Private control over critical infrastructure: National defense capabilities now depend on decisions made by profit-driven corporations based in foreign countries (primarily the US). These companies can:

  • Cut off services unilaterally (as Microsoft just did to Israel)
  • Be compelled by their home government to restrict access
  • Prioritize shareholder profits over client nation security needs
  • Have different political or ethical standards than their military clients

Real vulnerabilities this creates:

Economic leverage as geopolitical weapon: The US could potentially use cloud service restrictions as a form of sanctions or pressure, similar to how it uses SWIFT banking restrictions.

Single points of failure: As the US Navy example shows, militaries can become so dependent they "can't separate" from these platforms "without a complete rebuild from the ground up" US Navy: Custom cloud stuck in Azure without rebuild • The Register.

Data sovereignty concerns: Sensitive military intelligence may be stored on servers in foreign jurisdictions, subject to foreign laws and potential government access.

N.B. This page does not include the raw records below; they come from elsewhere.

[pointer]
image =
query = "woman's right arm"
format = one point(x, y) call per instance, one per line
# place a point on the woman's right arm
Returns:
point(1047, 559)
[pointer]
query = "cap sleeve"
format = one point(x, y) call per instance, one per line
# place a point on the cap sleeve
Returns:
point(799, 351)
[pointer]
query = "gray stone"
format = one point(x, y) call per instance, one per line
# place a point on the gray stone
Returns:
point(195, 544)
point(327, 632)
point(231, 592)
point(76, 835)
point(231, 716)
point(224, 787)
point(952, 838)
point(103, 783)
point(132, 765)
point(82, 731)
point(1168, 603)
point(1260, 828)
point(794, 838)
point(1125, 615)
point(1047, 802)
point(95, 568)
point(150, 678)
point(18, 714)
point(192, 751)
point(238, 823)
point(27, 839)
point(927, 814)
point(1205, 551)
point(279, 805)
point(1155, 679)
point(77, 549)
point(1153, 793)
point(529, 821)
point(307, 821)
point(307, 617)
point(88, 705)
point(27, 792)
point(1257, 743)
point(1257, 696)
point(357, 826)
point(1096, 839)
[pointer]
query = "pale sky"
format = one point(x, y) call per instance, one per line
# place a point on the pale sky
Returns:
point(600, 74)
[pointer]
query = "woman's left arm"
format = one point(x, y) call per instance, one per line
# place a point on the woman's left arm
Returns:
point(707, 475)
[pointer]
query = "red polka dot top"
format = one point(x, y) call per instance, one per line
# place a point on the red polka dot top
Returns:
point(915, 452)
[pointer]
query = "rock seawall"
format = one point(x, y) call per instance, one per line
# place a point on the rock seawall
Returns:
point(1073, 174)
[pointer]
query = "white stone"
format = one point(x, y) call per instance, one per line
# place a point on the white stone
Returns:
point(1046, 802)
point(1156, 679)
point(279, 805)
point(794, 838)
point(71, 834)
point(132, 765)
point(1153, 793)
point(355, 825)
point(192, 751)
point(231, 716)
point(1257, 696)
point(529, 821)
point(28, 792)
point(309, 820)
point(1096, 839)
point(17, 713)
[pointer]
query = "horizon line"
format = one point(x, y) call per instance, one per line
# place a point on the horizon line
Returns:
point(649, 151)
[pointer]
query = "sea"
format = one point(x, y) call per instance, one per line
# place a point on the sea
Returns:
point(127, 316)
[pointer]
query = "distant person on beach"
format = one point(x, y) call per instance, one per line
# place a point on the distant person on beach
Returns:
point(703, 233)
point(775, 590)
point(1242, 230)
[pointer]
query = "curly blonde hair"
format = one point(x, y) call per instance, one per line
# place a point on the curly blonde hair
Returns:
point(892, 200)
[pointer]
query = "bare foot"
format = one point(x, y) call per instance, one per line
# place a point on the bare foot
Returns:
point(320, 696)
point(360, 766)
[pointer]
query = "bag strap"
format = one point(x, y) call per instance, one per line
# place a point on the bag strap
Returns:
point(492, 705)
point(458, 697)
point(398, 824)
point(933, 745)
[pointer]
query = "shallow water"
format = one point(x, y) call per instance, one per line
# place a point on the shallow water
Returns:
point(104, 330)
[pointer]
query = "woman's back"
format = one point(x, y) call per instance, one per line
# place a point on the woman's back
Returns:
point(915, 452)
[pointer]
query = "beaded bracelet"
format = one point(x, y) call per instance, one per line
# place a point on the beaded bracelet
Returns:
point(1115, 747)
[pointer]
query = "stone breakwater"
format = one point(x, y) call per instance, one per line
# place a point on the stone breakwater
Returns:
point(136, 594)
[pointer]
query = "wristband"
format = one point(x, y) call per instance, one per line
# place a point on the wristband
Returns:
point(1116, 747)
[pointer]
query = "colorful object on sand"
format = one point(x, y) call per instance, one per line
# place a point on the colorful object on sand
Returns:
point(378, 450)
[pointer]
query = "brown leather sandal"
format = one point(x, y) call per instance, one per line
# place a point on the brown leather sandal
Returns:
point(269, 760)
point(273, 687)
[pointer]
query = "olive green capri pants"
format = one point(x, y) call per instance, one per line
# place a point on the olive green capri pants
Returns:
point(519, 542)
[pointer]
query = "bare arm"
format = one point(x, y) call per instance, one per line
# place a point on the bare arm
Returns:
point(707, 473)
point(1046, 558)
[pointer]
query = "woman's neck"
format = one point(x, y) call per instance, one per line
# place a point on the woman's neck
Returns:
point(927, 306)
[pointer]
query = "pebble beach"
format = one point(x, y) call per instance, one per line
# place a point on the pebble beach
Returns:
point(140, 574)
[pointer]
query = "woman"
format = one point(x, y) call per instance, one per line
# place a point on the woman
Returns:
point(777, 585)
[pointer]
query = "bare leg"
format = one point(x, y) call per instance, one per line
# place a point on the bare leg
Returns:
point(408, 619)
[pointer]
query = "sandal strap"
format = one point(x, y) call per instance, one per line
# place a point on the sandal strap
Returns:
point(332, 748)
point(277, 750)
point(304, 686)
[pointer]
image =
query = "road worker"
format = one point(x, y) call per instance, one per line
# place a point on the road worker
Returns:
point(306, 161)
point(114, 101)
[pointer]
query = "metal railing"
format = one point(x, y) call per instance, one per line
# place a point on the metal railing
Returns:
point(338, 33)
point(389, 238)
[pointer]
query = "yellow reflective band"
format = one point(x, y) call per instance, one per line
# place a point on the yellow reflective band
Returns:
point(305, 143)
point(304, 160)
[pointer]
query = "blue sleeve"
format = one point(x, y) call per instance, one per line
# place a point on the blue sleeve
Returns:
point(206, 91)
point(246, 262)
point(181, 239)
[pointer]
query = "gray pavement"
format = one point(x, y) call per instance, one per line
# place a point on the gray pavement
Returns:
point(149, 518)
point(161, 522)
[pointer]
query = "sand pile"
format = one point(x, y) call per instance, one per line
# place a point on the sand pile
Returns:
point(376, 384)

Why nations accept this risk:

No realistic alternatives: Building equivalent domestic capacity would take "years and massive investment" while "hyperscaler cloud services deliver unmatched capability at scale" Canada's Cloud Dependence: DND's Mission Critical Ops on US Clouds and Sovereignty | Windows Forum.

Comment: The USA is investing unprecedented amounts of resources in computer infrastructure. There is no alternative. Gradually, I'm understanding the problem. Google seems more friendly.